Vodafone NZ will acquire TelstraClear's voice and data-based services, network infrastructure and New Zealand customer base. Telstra confirmed in early June that Vodafone NZ was looking at TelstraClear.
Telstra CEO, David Thodey, said: "Telstra will continue to service our trans-Tasman customers on a longer-term basis through a binding agreement with Vodafone New Zealand."
According to TelstraClear CEO, Allan Freeth, "The acquisition, if approved, will create a new force in the New Zealand market in readiness for the ultra-fast broadband roll out and will provide customers with a full suite of fixed and wireless telecommunications and data products."
The sale is contingent on the approval of the New Zealand Commerce Commission, the Ministry of Economic Development and the Overseas Investment Office. TelstraClear said approval was expected to take several months.
TelstraClear is New Zealand's second largest full-service telecommunications company, after Telecom NZ. It provides products and services to the business, government, wholesale and residential sectors.
The business has been going backward in recent times. For the year to 30 June 2011 Telstra reported TelstraClear revenues of $A514m, down from $A529m the previous year and EBIT contribution a negative $A28m, up from negative $A14m in FY2010.
According to a Telecom NZ presentation to investors last September, TelstraClear had 14 percent of the fixed voice market, 16 percent of fixed broadband and a negligible share of the mobile and ICT markets.

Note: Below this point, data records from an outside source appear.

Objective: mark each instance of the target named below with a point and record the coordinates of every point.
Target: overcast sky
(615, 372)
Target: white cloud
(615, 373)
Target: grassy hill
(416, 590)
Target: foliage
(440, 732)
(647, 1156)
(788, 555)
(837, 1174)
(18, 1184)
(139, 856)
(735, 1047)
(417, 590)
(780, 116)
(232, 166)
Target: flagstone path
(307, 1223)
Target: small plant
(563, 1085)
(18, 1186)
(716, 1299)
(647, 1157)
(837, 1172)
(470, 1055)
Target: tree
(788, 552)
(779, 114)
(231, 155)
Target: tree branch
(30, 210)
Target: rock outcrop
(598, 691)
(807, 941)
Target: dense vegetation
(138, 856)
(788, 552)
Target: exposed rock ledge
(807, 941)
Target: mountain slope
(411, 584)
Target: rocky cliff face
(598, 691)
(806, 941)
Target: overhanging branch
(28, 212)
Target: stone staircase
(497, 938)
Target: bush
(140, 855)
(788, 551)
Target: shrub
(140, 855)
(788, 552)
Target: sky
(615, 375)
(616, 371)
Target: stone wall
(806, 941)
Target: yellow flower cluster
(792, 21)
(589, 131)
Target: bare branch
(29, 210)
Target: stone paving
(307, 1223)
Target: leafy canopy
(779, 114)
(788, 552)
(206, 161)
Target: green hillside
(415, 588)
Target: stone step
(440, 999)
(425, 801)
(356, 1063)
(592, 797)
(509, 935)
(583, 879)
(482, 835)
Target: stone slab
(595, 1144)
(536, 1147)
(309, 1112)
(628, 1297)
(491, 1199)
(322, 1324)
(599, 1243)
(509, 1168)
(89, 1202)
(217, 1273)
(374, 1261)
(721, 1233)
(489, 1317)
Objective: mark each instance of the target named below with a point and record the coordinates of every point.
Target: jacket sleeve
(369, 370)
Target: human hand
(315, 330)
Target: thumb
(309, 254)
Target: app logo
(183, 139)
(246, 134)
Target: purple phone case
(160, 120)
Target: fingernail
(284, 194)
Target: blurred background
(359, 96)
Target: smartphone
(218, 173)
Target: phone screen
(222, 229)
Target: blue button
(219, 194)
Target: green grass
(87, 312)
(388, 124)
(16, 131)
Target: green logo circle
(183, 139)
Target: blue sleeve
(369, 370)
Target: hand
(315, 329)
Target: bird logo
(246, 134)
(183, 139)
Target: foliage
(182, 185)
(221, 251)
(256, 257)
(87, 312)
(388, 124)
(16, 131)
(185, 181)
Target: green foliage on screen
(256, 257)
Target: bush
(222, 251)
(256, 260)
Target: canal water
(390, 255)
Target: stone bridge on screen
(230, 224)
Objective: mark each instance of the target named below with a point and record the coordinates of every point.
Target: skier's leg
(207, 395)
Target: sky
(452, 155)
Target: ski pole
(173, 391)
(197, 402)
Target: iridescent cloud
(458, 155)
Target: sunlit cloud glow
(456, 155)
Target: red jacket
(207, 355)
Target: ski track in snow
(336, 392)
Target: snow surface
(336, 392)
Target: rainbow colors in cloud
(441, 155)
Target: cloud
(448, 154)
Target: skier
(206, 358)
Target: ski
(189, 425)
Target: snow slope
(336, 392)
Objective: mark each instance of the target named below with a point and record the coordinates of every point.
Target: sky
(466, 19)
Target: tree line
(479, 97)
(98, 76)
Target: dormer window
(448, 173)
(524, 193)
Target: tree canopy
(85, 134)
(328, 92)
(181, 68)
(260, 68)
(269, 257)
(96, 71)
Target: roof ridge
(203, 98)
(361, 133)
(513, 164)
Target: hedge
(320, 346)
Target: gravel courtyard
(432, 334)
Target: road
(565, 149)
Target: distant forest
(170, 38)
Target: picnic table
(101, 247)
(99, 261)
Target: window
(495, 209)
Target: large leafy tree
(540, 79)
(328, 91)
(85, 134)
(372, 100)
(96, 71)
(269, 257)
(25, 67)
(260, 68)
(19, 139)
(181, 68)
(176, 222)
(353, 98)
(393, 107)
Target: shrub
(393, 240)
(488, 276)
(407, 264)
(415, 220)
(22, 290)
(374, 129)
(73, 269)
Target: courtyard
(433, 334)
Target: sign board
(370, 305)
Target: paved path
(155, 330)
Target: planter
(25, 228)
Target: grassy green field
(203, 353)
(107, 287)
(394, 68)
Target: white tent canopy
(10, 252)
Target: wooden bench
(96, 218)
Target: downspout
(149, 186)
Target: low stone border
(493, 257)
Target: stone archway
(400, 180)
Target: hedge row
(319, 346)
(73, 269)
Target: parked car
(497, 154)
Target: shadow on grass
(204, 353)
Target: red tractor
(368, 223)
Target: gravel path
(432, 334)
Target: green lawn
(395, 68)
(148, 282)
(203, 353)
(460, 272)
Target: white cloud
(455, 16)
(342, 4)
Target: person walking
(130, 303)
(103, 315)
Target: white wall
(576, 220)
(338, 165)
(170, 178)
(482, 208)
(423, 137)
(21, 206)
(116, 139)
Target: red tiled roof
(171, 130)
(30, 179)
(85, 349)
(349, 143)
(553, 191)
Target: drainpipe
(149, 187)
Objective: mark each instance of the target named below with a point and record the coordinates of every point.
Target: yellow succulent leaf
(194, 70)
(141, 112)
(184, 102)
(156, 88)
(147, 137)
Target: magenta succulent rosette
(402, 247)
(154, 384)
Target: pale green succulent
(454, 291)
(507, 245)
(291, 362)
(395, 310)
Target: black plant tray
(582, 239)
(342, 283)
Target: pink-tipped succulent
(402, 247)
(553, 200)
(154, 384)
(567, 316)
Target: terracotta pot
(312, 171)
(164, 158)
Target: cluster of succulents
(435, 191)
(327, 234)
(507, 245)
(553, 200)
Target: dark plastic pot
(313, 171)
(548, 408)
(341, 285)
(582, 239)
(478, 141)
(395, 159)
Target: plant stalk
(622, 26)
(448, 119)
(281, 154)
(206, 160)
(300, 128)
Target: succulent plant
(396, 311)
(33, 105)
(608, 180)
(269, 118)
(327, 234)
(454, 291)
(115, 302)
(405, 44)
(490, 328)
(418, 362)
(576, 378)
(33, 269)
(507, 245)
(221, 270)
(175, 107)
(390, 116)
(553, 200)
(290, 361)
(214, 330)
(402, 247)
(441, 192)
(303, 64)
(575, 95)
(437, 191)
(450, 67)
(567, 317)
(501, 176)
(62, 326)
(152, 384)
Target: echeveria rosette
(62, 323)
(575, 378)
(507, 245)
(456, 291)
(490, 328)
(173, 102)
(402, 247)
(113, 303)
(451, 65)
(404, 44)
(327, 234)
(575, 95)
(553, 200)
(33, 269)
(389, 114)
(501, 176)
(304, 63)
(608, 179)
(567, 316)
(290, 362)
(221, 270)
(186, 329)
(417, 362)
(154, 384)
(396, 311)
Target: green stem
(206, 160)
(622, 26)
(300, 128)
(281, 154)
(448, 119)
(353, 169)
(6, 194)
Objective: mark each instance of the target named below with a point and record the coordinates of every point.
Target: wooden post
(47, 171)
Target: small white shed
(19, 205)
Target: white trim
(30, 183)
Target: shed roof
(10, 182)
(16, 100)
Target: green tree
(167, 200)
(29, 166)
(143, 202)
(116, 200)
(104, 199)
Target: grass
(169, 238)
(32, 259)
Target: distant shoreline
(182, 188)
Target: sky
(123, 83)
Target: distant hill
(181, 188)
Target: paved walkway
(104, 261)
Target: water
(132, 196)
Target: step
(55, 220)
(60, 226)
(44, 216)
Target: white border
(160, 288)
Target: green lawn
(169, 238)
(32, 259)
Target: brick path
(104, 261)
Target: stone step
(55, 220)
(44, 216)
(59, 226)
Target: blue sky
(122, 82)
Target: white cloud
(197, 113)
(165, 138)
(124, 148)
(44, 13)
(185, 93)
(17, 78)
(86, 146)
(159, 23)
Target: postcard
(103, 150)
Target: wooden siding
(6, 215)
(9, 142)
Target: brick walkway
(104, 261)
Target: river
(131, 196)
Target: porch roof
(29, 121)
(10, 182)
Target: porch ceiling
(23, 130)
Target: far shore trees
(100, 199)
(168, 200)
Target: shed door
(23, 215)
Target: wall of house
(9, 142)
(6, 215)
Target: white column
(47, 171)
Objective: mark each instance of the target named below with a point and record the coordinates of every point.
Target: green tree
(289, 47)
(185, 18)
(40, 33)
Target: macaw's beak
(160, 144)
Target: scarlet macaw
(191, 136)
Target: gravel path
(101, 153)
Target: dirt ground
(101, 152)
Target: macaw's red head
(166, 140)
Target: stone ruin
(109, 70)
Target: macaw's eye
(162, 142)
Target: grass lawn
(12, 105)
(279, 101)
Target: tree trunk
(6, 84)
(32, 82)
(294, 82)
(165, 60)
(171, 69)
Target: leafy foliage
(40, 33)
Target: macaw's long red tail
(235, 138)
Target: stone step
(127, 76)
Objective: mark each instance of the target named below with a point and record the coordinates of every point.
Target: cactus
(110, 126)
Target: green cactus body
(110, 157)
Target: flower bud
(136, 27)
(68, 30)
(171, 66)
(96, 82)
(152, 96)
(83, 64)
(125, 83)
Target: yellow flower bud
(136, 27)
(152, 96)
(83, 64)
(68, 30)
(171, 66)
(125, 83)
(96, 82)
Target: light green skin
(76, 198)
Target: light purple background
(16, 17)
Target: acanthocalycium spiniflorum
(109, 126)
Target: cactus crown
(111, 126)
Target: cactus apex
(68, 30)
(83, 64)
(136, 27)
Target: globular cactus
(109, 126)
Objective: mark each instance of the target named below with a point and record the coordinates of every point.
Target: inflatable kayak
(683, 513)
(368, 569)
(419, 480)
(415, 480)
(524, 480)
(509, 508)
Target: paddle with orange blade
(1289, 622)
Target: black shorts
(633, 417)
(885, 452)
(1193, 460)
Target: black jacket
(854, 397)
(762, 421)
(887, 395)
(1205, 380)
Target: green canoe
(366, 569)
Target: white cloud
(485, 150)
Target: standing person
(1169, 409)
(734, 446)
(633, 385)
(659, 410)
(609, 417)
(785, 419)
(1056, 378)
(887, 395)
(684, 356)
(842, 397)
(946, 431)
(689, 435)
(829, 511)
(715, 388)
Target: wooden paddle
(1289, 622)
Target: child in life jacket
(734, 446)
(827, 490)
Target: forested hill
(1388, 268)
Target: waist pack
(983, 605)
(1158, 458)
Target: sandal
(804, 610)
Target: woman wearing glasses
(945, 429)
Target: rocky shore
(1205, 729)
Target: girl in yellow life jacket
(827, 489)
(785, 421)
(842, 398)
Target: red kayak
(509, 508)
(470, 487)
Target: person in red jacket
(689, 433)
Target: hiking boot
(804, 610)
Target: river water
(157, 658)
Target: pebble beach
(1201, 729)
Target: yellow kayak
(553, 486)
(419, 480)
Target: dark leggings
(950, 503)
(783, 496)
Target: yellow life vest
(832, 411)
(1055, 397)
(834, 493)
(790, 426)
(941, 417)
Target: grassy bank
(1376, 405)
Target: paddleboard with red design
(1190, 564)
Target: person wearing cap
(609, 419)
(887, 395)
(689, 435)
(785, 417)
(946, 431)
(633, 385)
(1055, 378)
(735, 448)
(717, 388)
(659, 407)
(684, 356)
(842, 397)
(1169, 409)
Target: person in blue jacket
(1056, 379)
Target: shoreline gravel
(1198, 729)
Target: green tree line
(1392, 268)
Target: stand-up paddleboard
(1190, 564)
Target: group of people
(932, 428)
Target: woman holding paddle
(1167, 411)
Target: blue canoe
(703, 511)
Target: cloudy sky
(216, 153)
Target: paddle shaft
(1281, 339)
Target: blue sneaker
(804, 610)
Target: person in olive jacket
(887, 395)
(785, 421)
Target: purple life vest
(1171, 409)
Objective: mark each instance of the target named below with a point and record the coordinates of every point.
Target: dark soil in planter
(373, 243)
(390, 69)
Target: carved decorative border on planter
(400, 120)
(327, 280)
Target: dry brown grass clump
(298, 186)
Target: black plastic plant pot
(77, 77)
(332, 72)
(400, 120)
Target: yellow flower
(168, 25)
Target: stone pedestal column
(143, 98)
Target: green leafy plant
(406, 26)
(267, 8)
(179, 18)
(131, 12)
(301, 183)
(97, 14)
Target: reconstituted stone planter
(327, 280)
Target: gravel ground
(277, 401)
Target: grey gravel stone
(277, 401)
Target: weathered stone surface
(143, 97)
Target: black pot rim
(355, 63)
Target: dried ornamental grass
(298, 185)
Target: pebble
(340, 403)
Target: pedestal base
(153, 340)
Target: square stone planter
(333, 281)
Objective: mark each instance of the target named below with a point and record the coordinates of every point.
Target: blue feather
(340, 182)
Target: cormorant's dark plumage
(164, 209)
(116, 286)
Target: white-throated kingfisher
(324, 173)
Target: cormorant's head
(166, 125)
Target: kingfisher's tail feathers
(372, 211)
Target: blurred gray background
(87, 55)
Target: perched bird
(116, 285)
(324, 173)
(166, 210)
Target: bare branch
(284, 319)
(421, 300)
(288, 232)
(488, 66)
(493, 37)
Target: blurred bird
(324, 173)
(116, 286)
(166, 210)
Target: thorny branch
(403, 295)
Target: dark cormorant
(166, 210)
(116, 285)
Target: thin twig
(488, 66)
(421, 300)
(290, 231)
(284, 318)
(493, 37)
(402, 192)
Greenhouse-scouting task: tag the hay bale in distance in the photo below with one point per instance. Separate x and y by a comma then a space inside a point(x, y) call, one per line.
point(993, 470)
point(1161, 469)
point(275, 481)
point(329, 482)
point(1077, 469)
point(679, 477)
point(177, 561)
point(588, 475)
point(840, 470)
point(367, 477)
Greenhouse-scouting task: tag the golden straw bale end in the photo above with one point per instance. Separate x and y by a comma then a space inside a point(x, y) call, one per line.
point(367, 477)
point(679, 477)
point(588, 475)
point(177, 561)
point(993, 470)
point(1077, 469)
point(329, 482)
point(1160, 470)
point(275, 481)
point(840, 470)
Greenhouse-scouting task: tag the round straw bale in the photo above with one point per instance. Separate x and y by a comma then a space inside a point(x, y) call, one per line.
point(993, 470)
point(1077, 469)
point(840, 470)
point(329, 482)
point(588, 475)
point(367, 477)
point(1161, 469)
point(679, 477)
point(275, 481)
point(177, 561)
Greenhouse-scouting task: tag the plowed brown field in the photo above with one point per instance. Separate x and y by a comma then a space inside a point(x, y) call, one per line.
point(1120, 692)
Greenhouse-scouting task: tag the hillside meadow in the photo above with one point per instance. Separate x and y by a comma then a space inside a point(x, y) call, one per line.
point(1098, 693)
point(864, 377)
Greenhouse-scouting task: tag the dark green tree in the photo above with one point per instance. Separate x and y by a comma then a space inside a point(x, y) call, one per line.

TelstraClear started life in 1990 as Clear Communications, the first (and only) major fixed line infrastructure based competitor to the newly privatised Telecom NZ in a newly deregulated market. However absent a telecoms regulatory regime designed to guarantee interconnect like Australia's it suffered a protracted battle to get interconnect. This dragged on for years and went all the way to the ultimate legal authority of the British Commonwealth - the Privy Council in London.